Regaining control of cancer at biological borders

BorderControl aims to identify molecular signals and mechanisms that enable cancer cells to breach physiological barriers, with the goal of uncovering novel biomarkers and therapeutic targets for metastasis.

Subsidie
€ 2.500.000
2024

Projectdetails

Introduction

During dissemination, cancer cells must face and overcome several physiological borders, including the immediate stroma for local invasion and the endothelium for long-distance metastasis. At these critical junctures, cell plasticity between epithelial (E) and mesenchymal (M) states could determine metastasis potential. Based on our preliminary data, ideally-positioned cues emanating from the normal stroma contain the tumour in situ.

Border Breaching

Once this first border is breached, rare cancer cell-endothelial interactions trigger further dissemination through the vascular border. Moreover, cancer cell plasticity is vital throughout this process, enabling optimal response to distinct border microenvironments.

Project Overview

In BorderControl, we will build on our cutting-edge cell biology expertise and close collaboration with clinicians to define the molecular signals underlying these border “crossings” and gain unprecedented information on how cancer cells overwhelm these natural defences.

Methodology

  1. Spatial Profiling: Starting with patient tissues, we will spatially profile the tumour-stroma border to identify receptor-ligand pairs that regulate invasion.

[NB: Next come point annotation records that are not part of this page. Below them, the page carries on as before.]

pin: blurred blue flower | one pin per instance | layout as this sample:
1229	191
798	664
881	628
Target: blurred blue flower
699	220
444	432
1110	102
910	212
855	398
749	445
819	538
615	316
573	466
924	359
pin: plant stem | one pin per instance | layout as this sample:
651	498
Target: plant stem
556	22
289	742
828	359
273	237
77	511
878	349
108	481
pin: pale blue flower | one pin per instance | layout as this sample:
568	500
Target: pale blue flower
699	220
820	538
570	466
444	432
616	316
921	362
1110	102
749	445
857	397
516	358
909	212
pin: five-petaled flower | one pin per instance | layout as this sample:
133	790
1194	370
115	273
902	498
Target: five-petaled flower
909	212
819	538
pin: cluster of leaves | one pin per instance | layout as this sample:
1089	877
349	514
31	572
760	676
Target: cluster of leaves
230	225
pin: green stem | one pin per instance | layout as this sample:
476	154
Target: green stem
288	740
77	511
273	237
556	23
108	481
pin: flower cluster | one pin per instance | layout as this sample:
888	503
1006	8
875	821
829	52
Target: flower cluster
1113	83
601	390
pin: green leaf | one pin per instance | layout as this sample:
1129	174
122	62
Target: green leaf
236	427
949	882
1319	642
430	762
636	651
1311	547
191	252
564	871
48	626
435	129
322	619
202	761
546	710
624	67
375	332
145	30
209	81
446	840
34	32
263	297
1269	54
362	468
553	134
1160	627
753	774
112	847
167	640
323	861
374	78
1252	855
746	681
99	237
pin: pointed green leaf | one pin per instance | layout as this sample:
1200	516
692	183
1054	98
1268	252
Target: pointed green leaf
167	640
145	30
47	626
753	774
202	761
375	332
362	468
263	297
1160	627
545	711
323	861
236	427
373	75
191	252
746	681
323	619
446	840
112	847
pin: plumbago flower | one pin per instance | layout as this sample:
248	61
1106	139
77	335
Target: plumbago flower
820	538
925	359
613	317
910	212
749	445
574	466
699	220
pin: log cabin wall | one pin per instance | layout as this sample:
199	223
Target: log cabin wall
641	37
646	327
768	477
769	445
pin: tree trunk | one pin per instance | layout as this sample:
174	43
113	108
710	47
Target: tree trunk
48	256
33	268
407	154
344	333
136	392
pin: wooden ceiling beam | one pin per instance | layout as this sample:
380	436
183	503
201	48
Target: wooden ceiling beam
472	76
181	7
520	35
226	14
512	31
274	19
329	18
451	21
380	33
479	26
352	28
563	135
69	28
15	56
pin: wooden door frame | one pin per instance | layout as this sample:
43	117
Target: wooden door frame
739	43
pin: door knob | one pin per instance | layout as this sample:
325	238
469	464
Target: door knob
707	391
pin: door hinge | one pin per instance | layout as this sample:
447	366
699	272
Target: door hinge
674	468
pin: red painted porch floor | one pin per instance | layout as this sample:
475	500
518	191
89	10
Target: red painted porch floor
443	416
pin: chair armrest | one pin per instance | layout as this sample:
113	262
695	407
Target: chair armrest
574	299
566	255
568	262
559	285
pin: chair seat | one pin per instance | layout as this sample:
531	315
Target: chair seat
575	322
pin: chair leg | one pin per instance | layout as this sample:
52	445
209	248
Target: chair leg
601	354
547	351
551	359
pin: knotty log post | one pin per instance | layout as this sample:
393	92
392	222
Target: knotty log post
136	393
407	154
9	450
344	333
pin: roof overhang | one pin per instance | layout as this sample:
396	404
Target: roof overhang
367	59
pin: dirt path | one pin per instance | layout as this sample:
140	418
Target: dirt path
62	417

  2. Microfluidics: We will use microfluidics to image, catch, and profile cancer cell crossings at endothelial hotspots and determine key molecular regulators of the process in endothelial and cancer cells.

  3. E-M Transitions: Building on our novel discovery of endosomally regulated E-M cell states, we will test how E-M transitions impact border-breaching potential.

Interdisciplinary Approaches

These novel concepts will be investigated with interdisciplinary methods including:

  • scRNAseq
  • Synthetic biology
  • Colour barcoded HTS

Additionally, we will utilize our new technologies, such as dynamically tuneable multicell-type migration and invasion imaging platforms, to determine the specific interactions and mechanisms regulating border crossings.

Clinical Relevance

Finally, we will take the molecular level discoveries from the cancer-limiting borders back to the patients, assessing clinical relevance using designer TMAs. We expect to uncover novel biomarkers and therapeutically actionable targets.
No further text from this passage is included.